Georgiy intercetta un rude bracciante soprannominato “Brad Pitt” per la sua una volta leggendaria bellezza. Georgiy gli affida il compito di tagliare l’erba, pulire il laghetto dei Koi e appendere le lucine fatate, per trasformare il luogo in qualcosa di magico per la notte speciale.

Brad Pitt osserva il prato con uno sguardo ammaliante, tira il bordo del cappello imbrattato di sudore, e annuisce stancamente. “Sarà fatto,” dice.

Qella notte verso l’1:30 del mattino, mi sveglio di soprassalto nella mia stanza d’albergo al suono delle sirene di allarme aereo, seguite dall’IMPATTO assordante di missili che colpiscono obiettivi da qualche parte in città. Poi, il suono delle sirene dei vigili del fuoco. Poi, un silenzio inquietante. Per un attimo penso di indossare le scarpe e recarmi nel rifugio antiaereo dell’hotel, ma non sono nemmeno sicuro di dove si trovi. Mi copro con le lenzuola e torno a dormire.


Verso sera, una band locale suona, il vino scorre e circa cento ospiti si rilassano sotto gli alberi e sulle sedie di legno sparpagliate per il terreno. La folla è variegata: giovani coppie, gruppi di anziani ridendo, socialite locali con grandi cappelli da sole, bambini con le ginocchia sporche d’erba.

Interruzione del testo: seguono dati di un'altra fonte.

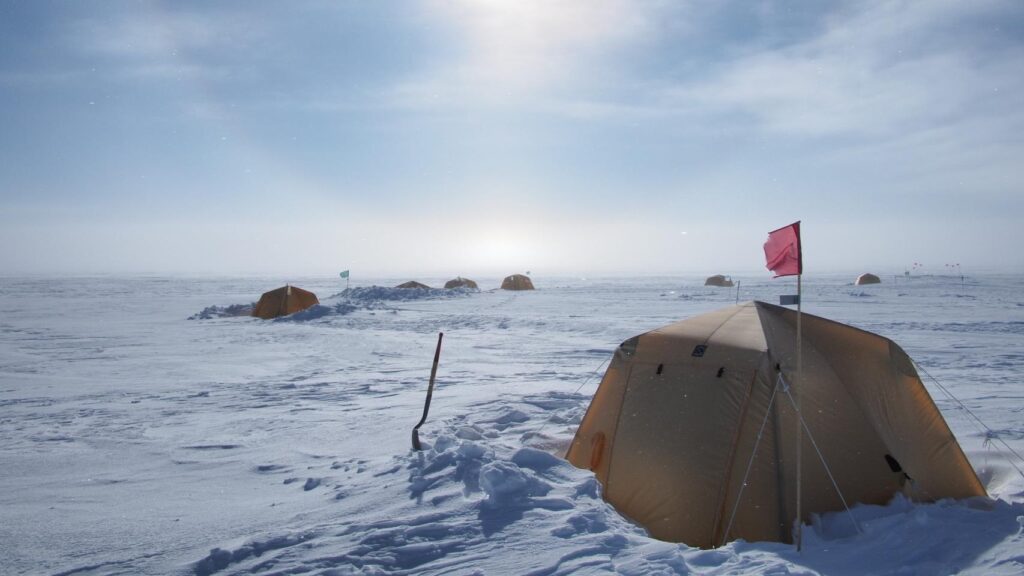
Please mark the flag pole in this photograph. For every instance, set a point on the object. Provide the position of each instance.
(800, 435)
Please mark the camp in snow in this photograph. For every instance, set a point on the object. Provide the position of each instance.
(511, 287)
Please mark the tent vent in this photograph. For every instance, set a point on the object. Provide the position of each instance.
(893, 463)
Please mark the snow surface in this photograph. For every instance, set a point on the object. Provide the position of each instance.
(136, 441)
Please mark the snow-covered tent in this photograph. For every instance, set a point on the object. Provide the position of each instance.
(460, 282)
(283, 301)
(692, 432)
(517, 282)
(413, 284)
(719, 280)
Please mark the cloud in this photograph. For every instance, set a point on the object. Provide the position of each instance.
(877, 72)
(517, 51)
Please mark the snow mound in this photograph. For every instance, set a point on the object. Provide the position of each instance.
(381, 293)
(224, 312)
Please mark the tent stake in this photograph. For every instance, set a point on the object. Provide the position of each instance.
(430, 393)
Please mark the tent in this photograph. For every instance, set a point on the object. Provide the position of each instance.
(517, 282)
(284, 300)
(461, 282)
(692, 432)
(867, 279)
(719, 280)
(413, 284)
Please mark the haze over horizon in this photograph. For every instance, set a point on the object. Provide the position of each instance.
(488, 137)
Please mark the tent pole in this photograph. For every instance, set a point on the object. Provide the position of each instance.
(800, 429)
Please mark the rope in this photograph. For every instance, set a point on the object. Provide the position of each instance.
(750, 464)
(823, 463)
(989, 433)
(589, 378)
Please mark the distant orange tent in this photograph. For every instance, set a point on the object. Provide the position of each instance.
(867, 278)
(517, 282)
(719, 280)
(461, 282)
(283, 301)
(413, 284)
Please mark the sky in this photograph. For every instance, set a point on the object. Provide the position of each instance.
(486, 137)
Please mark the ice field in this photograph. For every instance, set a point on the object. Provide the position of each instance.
(136, 441)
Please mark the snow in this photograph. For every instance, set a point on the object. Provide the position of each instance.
(135, 441)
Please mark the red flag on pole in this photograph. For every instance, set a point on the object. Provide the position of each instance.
(782, 251)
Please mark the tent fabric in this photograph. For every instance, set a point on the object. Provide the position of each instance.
(517, 282)
(283, 301)
(461, 282)
(719, 280)
(674, 424)
(413, 284)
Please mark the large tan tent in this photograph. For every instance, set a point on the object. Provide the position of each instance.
(673, 429)
(413, 284)
(517, 282)
(867, 278)
(719, 280)
(461, 282)
(284, 300)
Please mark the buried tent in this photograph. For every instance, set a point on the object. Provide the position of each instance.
(283, 301)
(719, 280)
(461, 282)
(867, 278)
(517, 282)
(692, 430)
(413, 284)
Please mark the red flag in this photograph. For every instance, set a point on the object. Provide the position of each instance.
(782, 251)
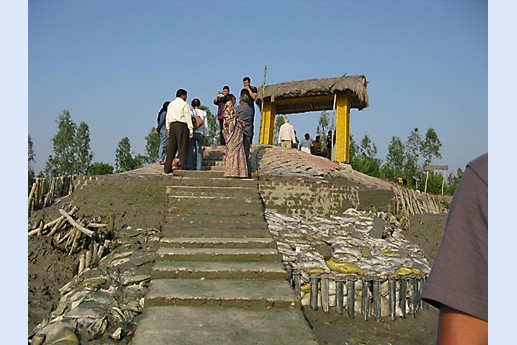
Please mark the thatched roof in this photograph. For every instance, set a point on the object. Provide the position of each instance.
(324, 88)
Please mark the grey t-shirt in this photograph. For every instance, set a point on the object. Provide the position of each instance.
(459, 277)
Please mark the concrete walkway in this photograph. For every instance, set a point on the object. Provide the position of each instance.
(219, 278)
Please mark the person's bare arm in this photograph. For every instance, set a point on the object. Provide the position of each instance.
(457, 328)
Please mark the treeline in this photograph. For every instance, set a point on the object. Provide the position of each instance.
(73, 155)
(405, 162)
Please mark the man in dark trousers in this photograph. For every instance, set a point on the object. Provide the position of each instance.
(218, 100)
(250, 91)
(179, 130)
(245, 113)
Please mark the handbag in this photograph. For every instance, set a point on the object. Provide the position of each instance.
(197, 121)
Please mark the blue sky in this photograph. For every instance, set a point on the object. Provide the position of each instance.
(113, 63)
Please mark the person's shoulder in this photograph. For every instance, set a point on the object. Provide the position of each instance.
(480, 166)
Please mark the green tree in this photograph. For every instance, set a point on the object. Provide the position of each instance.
(152, 145)
(124, 160)
(353, 151)
(430, 146)
(365, 159)
(394, 165)
(323, 127)
(454, 180)
(99, 168)
(72, 155)
(31, 160)
(279, 121)
(63, 160)
(435, 182)
(82, 147)
(211, 139)
(412, 151)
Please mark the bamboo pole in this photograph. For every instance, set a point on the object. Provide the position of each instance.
(76, 225)
(81, 263)
(77, 234)
(62, 239)
(88, 259)
(57, 226)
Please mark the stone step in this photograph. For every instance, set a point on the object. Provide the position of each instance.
(222, 292)
(178, 230)
(177, 180)
(202, 242)
(219, 254)
(209, 207)
(203, 174)
(211, 220)
(218, 270)
(213, 189)
(229, 201)
(177, 224)
(230, 326)
(243, 192)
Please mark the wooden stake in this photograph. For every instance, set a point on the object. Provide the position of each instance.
(81, 263)
(76, 225)
(88, 259)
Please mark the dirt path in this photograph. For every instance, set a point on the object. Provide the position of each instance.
(139, 202)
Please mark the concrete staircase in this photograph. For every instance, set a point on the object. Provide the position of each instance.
(219, 278)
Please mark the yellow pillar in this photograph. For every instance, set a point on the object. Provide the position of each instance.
(267, 124)
(342, 129)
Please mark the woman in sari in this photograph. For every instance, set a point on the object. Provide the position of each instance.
(235, 159)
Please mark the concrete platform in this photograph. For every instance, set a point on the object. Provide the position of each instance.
(222, 292)
(218, 270)
(229, 326)
(217, 242)
(219, 254)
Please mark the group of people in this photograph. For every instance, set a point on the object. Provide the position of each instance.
(287, 139)
(180, 138)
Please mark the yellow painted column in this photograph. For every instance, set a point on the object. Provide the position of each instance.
(342, 129)
(267, 124)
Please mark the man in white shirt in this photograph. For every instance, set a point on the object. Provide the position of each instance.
(286, 136)
(195, 144)
(179, 130)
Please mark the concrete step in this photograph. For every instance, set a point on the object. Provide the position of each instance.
(209, 207)
(174, 223)
(219, 254)
(228, 200)
(178, 180)
(235, 192)
(209, 220)
(240, 293)
(218, 270)
(202, 242)
(212, 189)
(229, 326)
(178, 230)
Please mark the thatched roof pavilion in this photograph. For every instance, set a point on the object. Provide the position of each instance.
(340, 94)
(318, 93)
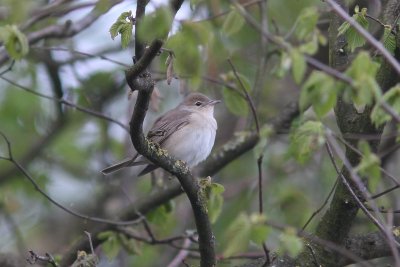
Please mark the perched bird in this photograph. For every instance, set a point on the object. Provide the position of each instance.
(187, 132)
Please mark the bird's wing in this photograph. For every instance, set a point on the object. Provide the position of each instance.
(167, 124)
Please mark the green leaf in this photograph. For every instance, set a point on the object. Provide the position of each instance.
(391, 97)
(389, 39)
(319, 91)
(284, 65)
(233, 22)
(298, 65)
(155, 25)
(237, 235)
(188, 60)
(15, 41)
(215, 201)
(291, 243)
(363, 71)
(306, 23)
(126, 34)
(305, 139)
(200, 33)
(354, 39)
(124, 27)
(235, 102)
(369, 165)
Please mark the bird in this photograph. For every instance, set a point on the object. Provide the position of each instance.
(187, 132)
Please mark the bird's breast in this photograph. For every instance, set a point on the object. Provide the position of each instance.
(193, 142)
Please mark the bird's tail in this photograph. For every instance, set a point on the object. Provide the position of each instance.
(125, 163)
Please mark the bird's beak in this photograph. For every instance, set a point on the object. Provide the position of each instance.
(213, 102)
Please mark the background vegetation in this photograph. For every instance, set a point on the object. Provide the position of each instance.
(304, 169)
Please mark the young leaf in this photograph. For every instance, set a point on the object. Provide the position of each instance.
(355, 39)
(155, 25)
(319, 91)
(305, 139)
(298, 65)
(389, 39)
(233, 22)
(124, 27)
(126, 34)
(363, 71)
(14, 41)
(187, 61)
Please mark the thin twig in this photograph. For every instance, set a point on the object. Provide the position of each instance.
(370, 39)
(73, 51)
(67, 103)
(248, 98)
(321, 207)
(11, 159)
(331, 147)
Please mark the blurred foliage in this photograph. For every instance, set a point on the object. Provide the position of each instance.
(74, 145)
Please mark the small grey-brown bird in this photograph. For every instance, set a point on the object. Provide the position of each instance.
(187, 132)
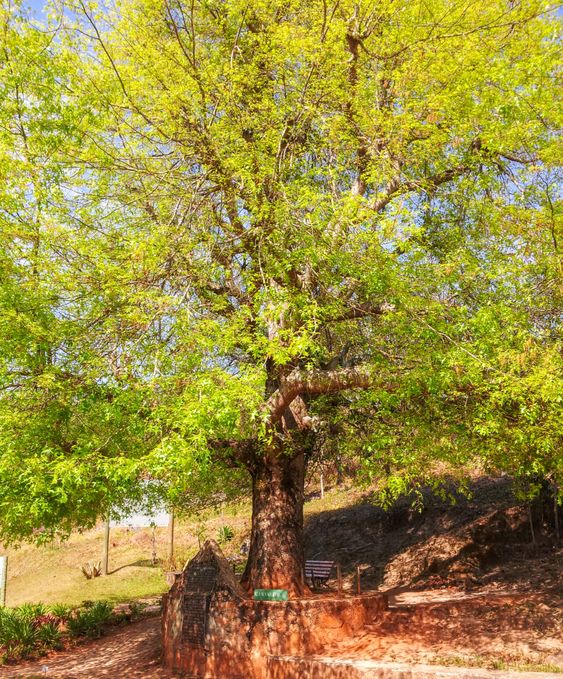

Brad Pitt del giardinaggio ha fatto un ottimo lavoro. Nella luce seppia del crepuscolo, il luogo sembra magico.

persone sedute a un tavolo con bicchieri e bottiglie di vino

Nicholas Reiff

Georgiy, sua moglie e i suoi genitori versano bicchieri colmi di Odessa Black da una grande brocca di plastica. Il menu di stasera: una ricca e saporita zuppa di montone; plov uzbeko (riso burroso, dolcificato con carote e ribes, con abbondanti pezzi di grasso montone); e costolette alla brace, al sangue e fresche. Mi chiedo se questo paradiso culinario si stia replicando da qualche altra parte sulla Terra in questo momento. Ne dubito.

Vicino al banco del vino di Slivino, c’è uno stand di Olvio Nuvo, gestito dal figlio di Pavlo. C’è anche un terzo produttore presente, la Cantina Babchuk, specializzata in rosé profumati e vini leggeri rossi. La squadra di Georgiy è impegnata a vendere biglietti per la lotteria e l’asta di stasera.

cantine ucraine

Nicholas Reiff

Tra i personaggi locali che si aggirano tra i tavoli di cibo e vino c’è un avvocato che lavora per conto di cantine boutique della zona, cercando di abbattere i numerosi ostacoli burocratici che sono rimasti dai tempi sovietici. Questo è un processo che è davvero iniziato solo nel 2018 (quando la maggior parte delle cantine ucraine era composta da grandi impianti di produzione), e che si sta gradualmente sviluppando. C’è anche un marinaio ucraino barbuto, solido come una quercia, che conosce Pavlo e si è unito alla lotteria per raccogliere fondi per la manutenzione del suo parco motori (il finanziamento creativo per mantenere le attrezzature è una realtà per molte unità che combattono in guerra).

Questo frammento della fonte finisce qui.